Indeed, that is exactly what South Australia is: a small and medium-sized economy. While the road to recovery is not an easy task, we need to carefully consider both individuals and businesses when we are planning the new normal. We need to consider how this pandemic has impacted a number of policy areas, from operating a small business to reductions in public transport and, very seriously, the basic protection of our privacy.
On this note, another constituent, Dr Moxham, raised with me the issue of the need to trace and the way our COVID registration sheets are held and what security measures are around them.
When people enter venues they have to write down their names for contact tracing purposes. At the end of the day, who actually protects that data? Are all organisations complying with the federal government's Australian privacy provisions?
I believe South Australia should lead an effort with other states in terms of focusing on strategies of treatment rather than suppression and containment of COVID, which is so important.
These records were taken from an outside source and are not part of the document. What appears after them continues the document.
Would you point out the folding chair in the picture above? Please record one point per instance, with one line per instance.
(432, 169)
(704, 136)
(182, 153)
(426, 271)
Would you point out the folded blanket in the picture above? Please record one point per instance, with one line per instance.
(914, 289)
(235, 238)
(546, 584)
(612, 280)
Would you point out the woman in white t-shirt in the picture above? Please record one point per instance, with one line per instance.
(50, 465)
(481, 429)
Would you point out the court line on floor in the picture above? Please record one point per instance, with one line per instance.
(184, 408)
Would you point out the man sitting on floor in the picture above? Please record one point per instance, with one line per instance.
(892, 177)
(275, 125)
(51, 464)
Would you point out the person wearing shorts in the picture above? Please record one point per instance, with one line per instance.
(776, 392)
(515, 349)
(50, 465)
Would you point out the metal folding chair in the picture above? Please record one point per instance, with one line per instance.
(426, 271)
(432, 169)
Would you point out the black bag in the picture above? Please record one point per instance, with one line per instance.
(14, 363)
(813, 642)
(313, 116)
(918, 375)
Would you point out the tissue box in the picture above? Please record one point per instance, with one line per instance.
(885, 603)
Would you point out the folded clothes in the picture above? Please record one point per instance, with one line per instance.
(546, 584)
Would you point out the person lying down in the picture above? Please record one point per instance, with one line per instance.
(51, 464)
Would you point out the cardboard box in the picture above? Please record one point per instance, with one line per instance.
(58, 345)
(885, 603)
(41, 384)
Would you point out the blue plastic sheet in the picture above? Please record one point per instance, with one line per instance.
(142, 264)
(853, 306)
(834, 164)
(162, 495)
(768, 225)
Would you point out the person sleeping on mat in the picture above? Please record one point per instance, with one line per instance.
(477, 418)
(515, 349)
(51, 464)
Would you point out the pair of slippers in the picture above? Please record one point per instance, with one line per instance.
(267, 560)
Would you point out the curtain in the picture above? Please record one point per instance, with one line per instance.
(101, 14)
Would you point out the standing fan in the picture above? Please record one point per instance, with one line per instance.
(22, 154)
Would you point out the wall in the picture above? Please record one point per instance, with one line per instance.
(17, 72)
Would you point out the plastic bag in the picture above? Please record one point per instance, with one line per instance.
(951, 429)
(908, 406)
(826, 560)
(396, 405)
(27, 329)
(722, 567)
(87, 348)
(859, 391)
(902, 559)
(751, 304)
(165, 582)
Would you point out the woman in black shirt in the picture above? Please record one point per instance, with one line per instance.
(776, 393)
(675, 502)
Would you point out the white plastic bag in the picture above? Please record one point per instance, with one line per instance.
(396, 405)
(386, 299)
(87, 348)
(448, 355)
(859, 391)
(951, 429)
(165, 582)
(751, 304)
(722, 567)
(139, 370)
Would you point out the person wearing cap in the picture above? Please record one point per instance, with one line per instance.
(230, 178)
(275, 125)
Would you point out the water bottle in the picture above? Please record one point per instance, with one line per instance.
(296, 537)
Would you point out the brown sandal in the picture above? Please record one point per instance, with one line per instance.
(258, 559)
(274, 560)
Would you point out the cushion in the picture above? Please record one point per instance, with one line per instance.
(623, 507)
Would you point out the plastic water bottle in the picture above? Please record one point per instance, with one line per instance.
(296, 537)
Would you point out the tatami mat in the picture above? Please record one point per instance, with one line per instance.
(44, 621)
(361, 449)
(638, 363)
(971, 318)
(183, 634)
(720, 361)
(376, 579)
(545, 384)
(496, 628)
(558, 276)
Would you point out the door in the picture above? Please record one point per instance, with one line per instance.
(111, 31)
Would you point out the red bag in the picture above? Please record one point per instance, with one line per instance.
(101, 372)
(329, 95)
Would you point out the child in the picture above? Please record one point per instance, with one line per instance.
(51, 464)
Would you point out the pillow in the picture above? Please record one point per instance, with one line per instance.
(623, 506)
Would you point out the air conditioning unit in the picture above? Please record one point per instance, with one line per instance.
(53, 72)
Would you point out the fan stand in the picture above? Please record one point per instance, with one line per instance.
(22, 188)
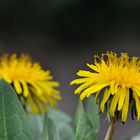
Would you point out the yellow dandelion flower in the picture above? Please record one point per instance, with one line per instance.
(118, 78)
(33, 85)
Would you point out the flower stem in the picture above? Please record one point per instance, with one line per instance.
(110, 131)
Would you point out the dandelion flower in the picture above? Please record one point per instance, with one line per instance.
(33, 85)
(117, 78)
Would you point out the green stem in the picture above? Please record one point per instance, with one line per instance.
(110, 131)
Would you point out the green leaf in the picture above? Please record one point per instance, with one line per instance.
(62, 122)
(50, 131)
(14, 123)
(83, 130)
(92, 112)
(36, 122)
(65, 131)
(58, 116)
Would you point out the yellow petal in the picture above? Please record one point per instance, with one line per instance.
(122, 92)
(36, 87)
(105, 99)
(137, 102)
(95, 68)
(92, 90)
(84, 86)
(25, 88)
(125, 107)
(86, 73)
(79, 81)
(96, 96)
(17, 86)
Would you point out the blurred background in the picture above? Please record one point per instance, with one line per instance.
(65, 34)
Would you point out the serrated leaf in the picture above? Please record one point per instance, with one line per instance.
(50, 131)
(92, 112)
(83, 130)
(14, 124)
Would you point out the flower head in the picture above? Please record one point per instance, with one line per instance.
(33, 85)
(118, 78)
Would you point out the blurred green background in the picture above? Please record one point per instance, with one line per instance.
(63, 35)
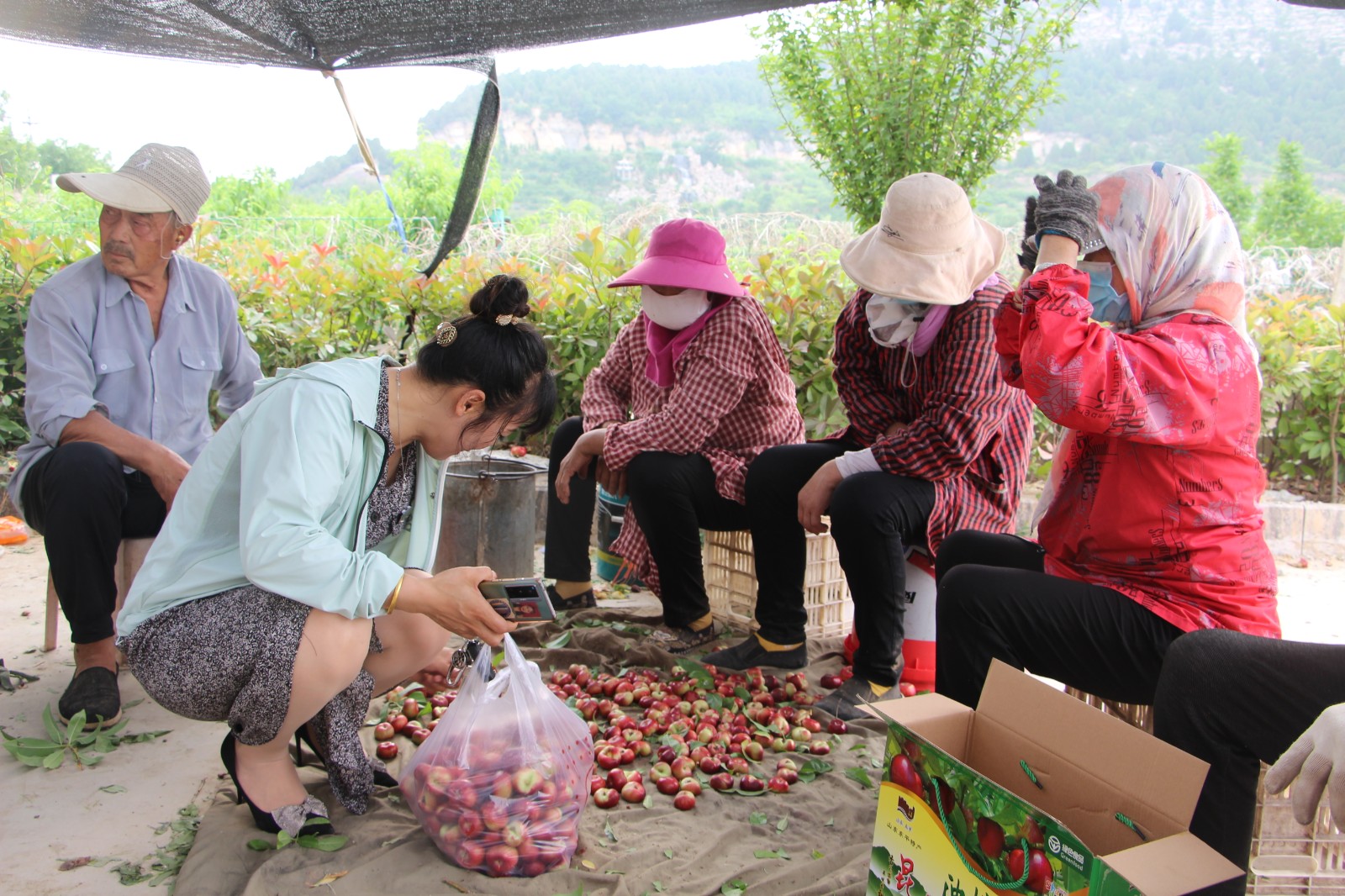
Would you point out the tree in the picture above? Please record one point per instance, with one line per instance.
(1291, 213)
(880, 89)
(1224, 175)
According to University of Oxford's stringency index, Victorians have been under some of the harshest and long-lasting restrictions since mid-March, with grim prospects of success due to a staged reopening pinned to daily cases falling between fortnightly figures.
South Australia must not get caught in this trap, and I am quite grateful that I do not think we are, but businesses and people in South Australia are signalling a desire for the state to get back to new normal.
As Professor Fisher, chairman of the WHO Global Outbreak Alert and Response Network, says, targets as road maps are 'incredibly community-empowering'. It is really up to the community; the government cannot do everything in terms of a road back.
That is why I will be foreshadowing that I will be supporting the member for Frome's amendment to see in this legislation the deadline for these measures expire at 31 December as opposed to the flagged date of 28 March 2021, because I think it is really important that the public are constantly given a road map and an expectation setting about what is needed.
As I said in this contribution, the primacy of parliament is most important, and I do not think it hurts for the parliament to come back regularly and reflect on the laws that it passes and the powers that it gives.
For the parliament to extend the Emergency Management Act for a further three months, I believe, is prudent, more so than six months. We can come back to this house in December and reflect on where we are and, by all means, if an additional three months are required in terms of the extension of the Emergency Management Act, we should be doing that, but parliament should be, as always, given the opportunity to provide scrutiny on all actions of the executive, because that is what we are here for.